Comment: Exactly. What could be more natural? According to the Constitution of the Republic of China that is the basic law on Taiwan, the mainland region China is part of the Republic of China. Republic of China citizens on Taiwan who marry mainland Chinese are not marrying foreigners, but their fellow countrymen. Is there a problem?

China Post: Clearly, pro-independence leaders fear an influx of mainland Chinese into Taiwan society, since they are known not to support the political agenda of Taiwan independence.

Comment: Neither mainland Chinese nor Taiwan Chinese ought to support the agenda of the Taiwan independence movement, which has never involved anything so exalted as higher moral principles, but primitive tribal affiliation.

China Post: However, these politicians are effectively seeking to interfere with the freedom of local citizens to marry anyone they please, not least including citizens of mainland China and other countries.

We simply cannot eliminate the constitutionally protected right of local citizens to choose their wives and husbands merely to satisfy the political agenda of a small handful of politicians.

Comment: Hear! Hear! Am I mistaken, or did I actually hear a declaration of moral principles in addition to citation of legal principles?

Actually the China Post editors were much too polite: “effectively seeking to interfere with the freedom of local citizens to marry anyone they please?”

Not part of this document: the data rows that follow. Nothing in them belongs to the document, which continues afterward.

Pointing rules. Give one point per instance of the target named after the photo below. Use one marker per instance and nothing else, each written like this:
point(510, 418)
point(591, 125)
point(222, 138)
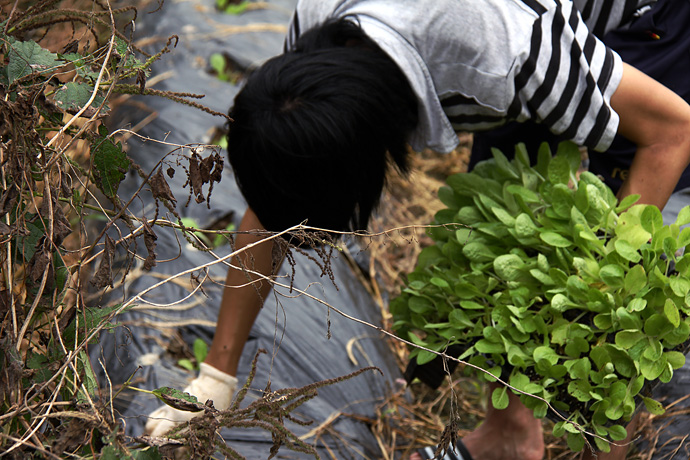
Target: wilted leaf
point(160, 187)
point(104, 274)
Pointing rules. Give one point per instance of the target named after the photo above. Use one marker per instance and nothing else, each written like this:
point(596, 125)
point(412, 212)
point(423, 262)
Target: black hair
point(316, 130)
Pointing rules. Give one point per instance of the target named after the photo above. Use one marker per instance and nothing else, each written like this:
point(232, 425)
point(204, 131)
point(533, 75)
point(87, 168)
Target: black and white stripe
point(564, 82)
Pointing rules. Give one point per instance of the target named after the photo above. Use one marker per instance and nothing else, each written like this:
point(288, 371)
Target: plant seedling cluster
point(551, 284)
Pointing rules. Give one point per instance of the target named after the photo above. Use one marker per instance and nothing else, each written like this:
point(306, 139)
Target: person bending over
point(317, 129)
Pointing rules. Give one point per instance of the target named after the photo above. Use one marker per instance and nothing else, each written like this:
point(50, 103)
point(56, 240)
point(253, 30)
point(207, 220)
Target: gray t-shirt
point(476, 64)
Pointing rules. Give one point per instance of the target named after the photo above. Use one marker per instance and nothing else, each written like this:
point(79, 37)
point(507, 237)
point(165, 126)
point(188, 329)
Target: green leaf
point(683, 216)
point(555, 240)
point(109, 163)
point(28, 57)
point(508, 266)
point(561, 303)
point(178, 399)
point(654, 407)
point(636, 304)
point(559, 170)
point(671, 312)
point(675, 358)
point(628, 227)
point(628, 338)
point(612, 275)
point(499, 398)
point(617, 432)
point(680, 286)
point(562, 200)
point(652, 369)
point(74, 95)
point(575, 442)
point(627, 251)
point(657, 325)
point(545, 353)
point(635, 279)
point(484, 346)
point(651, 219)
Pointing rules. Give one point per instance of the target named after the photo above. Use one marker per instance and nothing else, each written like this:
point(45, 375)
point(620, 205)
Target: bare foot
point(512, 433)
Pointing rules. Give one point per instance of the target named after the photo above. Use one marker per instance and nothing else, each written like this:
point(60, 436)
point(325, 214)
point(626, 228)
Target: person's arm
point(240, 305)
point(658, 121)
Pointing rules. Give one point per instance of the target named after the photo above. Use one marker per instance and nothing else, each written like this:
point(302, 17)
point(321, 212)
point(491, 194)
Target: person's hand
point(210, 384)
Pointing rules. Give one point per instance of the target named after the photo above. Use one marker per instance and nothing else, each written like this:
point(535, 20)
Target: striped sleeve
point(568, 78)
point(293, 33)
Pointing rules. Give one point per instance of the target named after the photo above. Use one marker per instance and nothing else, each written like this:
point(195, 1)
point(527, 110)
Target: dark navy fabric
point(658, 44)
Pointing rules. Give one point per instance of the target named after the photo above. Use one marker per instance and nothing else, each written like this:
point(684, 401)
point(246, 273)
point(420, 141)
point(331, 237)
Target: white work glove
point(210, 384)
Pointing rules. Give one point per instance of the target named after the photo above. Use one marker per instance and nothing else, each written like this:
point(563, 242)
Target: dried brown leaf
point(104, 275)
point(160, 187)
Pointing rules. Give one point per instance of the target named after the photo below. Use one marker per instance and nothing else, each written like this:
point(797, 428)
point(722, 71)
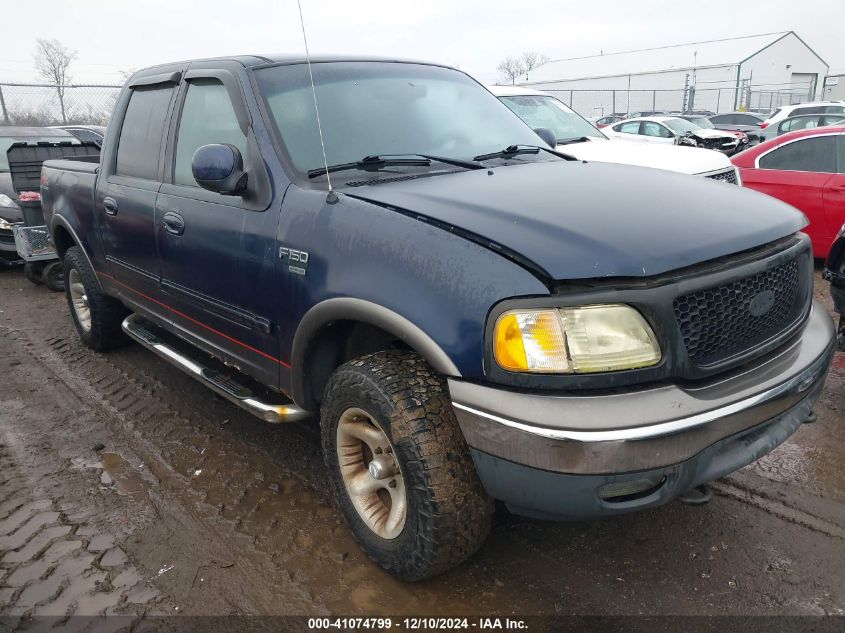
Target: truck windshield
point(387, 109)
point(546, 111)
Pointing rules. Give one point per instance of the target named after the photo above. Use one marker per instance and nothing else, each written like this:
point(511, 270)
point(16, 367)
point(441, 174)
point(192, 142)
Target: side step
point(147, 334)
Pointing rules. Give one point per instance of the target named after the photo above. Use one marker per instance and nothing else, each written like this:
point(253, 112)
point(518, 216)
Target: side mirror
point(547, 135)
point(219, 168)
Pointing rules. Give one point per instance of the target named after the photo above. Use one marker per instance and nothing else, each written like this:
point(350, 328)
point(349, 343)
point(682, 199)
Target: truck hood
point(686, 160)
point(708, 133)
point(577, 220)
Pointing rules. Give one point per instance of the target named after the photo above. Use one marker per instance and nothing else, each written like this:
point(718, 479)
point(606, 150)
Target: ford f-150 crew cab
point(472, 315)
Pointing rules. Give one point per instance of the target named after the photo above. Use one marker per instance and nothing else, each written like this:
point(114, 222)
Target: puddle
point(116, 472)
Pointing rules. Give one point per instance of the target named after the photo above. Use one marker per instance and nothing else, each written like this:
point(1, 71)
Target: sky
point(475, 35)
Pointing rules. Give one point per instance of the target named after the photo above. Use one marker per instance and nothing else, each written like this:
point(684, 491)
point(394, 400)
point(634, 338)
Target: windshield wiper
point(513, 150)
point(370, 163)
point(576, 139)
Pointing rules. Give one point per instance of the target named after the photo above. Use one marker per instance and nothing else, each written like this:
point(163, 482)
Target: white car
point(675, 130)
point(581, 139)
point(815, 107)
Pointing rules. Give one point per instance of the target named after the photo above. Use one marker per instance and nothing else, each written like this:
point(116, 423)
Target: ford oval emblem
point(762, 303)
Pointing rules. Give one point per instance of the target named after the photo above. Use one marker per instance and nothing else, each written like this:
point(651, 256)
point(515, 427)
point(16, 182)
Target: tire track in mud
point(271, 508)
point(300, 546)
point(788, 512)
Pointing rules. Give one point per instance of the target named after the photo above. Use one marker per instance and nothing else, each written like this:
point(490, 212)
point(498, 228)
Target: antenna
point(332, 197)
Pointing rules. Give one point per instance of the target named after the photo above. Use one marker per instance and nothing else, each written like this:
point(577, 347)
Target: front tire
point(96, 315)
point(401, 469)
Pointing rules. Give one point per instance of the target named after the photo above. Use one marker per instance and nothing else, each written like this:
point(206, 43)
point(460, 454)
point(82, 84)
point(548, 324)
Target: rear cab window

What they should have said is “These contemptible racists are resorting to state violence to prevent sovereign and independent human beings from making the most basic and important decisions of their lives — whom to marry and have children with.”

China Post: At the same time, it is patently unfair for politicians to blame society’s woes on people who lack citizenship and therefore have no right to vote.

During the legislative hearing, Lo claimed that the government has to spend some NT$3 billion per year “taking care” of foreign spouses in Taiwan. Remarks like these make it appear as if our politicians regard foreign spouses as refugees, or maybe even less than human.

How much money has been spent by foreign governments providing welfare benefits to Taiwan nationals who have emigrated abroad in vast numbers over past decades?

And considering the fact that many foreign spouses work to support their households, how much money in tax revenues have foreign spouses brought to the government’s coffers?

It is not completely unreasonable to assume that the amount of tax revenues generated from foreign spouses may equal or even exceed the NT$3 billion per year that is spent to “take care” of them.

Comment: Such pragmatic arguments involving profit and loss may be perfectly true, but should one have to make them in the first place? Any society in which individuals must justify the exercise of human rights as basic as the choice of one’s own spouse, to government officials, on fiscal grounds, can hardly be considered a free society.

China Post: Inciting zealotry and blaming non-nationals who cannot vote in elections is not the right way to find an answer to the social changes that have prompted one of every five marriages to involve non-ROC citizens.

Comment: Inciting zealotry and blaming disenfranchised minorities may not be the way civilized societies respond to social change, but it most assuredly is the way of the Taiwan independence movement, which is no friend of liberty.

Individual liberty has allowed Chinese men on Taiwan to marry Chinese women from the Chinese mainland. The exercise of their fundamental human right to marry whomever they choose is throwing a monkey wrench into the Taiwanization/de-Sinicization social engineering project of the Taiwan independence movement. It is undermining the Taiwan independence movement’s effort to create an artificial “Taiwanese, not Chinese” ethnic identity.

In short, Taiwan independence political priorities are fundamentally at odds with individual liberty, and individual liberty is fundamentally at odds with Taiwan independence political priorities.

As I have been saying for over a decade, the Taiwan independence movement, due to its atavistic political priorities, is a natural enemy of liberty. It always has, and always will be.